Sun Peng, Chubb Charles, Wright Charles E, Sperling George
Department of Cognitive Sciences, University of California, Irvine, CA, 92697-5100, USA.
Department of Psychology, New York University, New York, NY, 10003, USA.
Atten Percept Psychophys. 2016 Feb;78(2):474-515. doi: 10.3758/s13414-015-0978-2.

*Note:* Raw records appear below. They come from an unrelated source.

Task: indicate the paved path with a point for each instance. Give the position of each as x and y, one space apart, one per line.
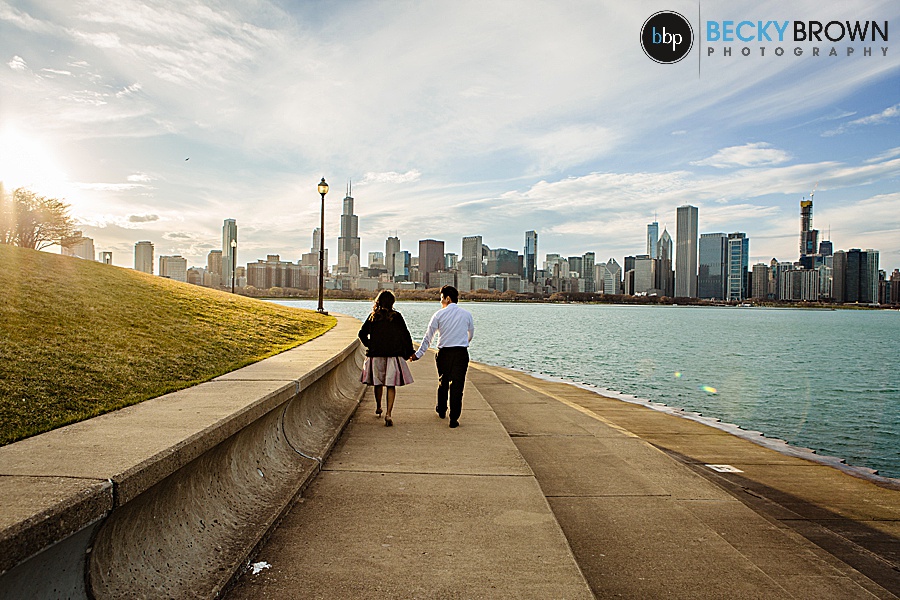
550 491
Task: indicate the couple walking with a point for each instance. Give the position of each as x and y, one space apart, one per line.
389 345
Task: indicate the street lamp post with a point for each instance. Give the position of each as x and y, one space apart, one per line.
323 189
233 262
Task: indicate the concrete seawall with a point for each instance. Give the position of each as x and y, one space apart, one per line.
169 497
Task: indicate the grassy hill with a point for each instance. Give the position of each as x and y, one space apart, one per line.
80 338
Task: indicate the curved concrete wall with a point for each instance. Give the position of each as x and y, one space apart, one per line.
184 514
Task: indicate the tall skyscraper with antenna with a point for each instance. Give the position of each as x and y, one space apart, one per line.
652 239
686 249
348 242
809 237
229 260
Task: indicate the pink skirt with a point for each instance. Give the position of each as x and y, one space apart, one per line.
391 371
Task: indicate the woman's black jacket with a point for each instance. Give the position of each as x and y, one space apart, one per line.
386 337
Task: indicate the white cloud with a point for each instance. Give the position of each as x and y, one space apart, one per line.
391 177
885 116
749 155
17 64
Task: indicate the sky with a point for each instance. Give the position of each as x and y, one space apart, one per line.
157 121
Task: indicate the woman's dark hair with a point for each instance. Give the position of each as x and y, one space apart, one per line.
450 292
384 306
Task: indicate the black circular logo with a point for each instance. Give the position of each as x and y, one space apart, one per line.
667 37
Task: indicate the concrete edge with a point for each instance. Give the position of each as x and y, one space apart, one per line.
77 503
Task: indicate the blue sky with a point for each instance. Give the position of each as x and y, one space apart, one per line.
451 119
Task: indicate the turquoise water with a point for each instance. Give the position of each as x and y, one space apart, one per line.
825 380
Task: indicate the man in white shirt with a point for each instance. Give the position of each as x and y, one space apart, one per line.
455 328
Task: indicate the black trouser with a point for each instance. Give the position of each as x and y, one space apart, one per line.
452 363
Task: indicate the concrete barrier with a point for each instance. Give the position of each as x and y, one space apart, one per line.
168 498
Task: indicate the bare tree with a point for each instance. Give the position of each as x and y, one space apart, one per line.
32 221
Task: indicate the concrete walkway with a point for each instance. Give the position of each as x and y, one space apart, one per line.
550 491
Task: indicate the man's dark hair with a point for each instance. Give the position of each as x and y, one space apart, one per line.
450 292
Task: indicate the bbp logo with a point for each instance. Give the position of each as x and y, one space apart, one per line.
667 37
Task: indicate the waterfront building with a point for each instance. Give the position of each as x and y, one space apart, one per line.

This paper elaborates a recent conceptualization of feature-based attention in terms of attention filters (Drew et al., Journal of Vision, 10(10:20), 1-16, 2010) into a general purpose centroid-estimation paradigm for studying feature-based attention. An attention filter is a brain process, initiated by a participant in the context of a task requiring feature-based attention, which operates broadly across space to modulate the relative effectiveness with which different features in the retinal input influence performance. This paper describes an empirical method for quantitatively measuring attention filters. The method uses a "statistical summary representation" (SSR) task in which the participant strives to mouse-click the centroid of a briefly flashed cloud composed of items of different types (e.g., dots of different luminances or sizes), weighting some types of items more strongly than others. In different attention conditions, the target weights for different item types in the centroid task are varied. The actual weights exerted on the participant's responses by different item types in any given attention condition are derived by simple linear regression. Because, on each trial, the centroid paradigm obtains information about the relative effectiveness of all the features in the display, both target and distractor features, and because the participant's response is a continuous variable in each of two dimensions (versus a simple binary choice as in most previous paradigms), it is remarkably powerful. The number of trials required to estimate an attention filter is an order of magnitude fewer than the number required to investigate much simpler concepts in typical psychophysical attention paradigms.
本文详细阐述了基于特征的注意力在注意力过滤器方面的最新概念(德鲁等人,《视觉杂志》,10(10:20),1 - 16,2010年),将其转化为一种用于研究基于特征的注意力的通用质心估计范式。注意力过滤器是一种大脑过程,由参与者在需要基于特征的注意力的任务背景下启动,它在空间上广泛运作,以调节视网膜输入中不同特征影响表现的相对有效性。本文描述了一种定量测量注意力过滤器的实证方法。该方法使用“统计摘要表示”(SSR)任务,参与者努力用鼠标点击由不同类型项目(例如不同亮度或大小的点)组成的短暂闪烁云团的质心,对某些类型的项目赋予比其他项目更强的权重。在不同的注意力条件下,质心任务中不同项目类型的目标权重会有所变化。在任何给定的注意力条件下,不同项目类型对参与者反应施加的实际权重通过简单线性回归得出。因为在每次试验中,质心范式都会获取关于显示中所有特征(目标特征和干扰特征)相对有效性的信息,并且因为参与者的反应在两个维度上都是连续变量(与大多数先前范式中的简单二元选择不同),所以它非常强大。估计一个注意力过滤器所需的试验次数比在典型的心理物理学注意力范式中研究简单得多的概念所需的次数少一个数量级。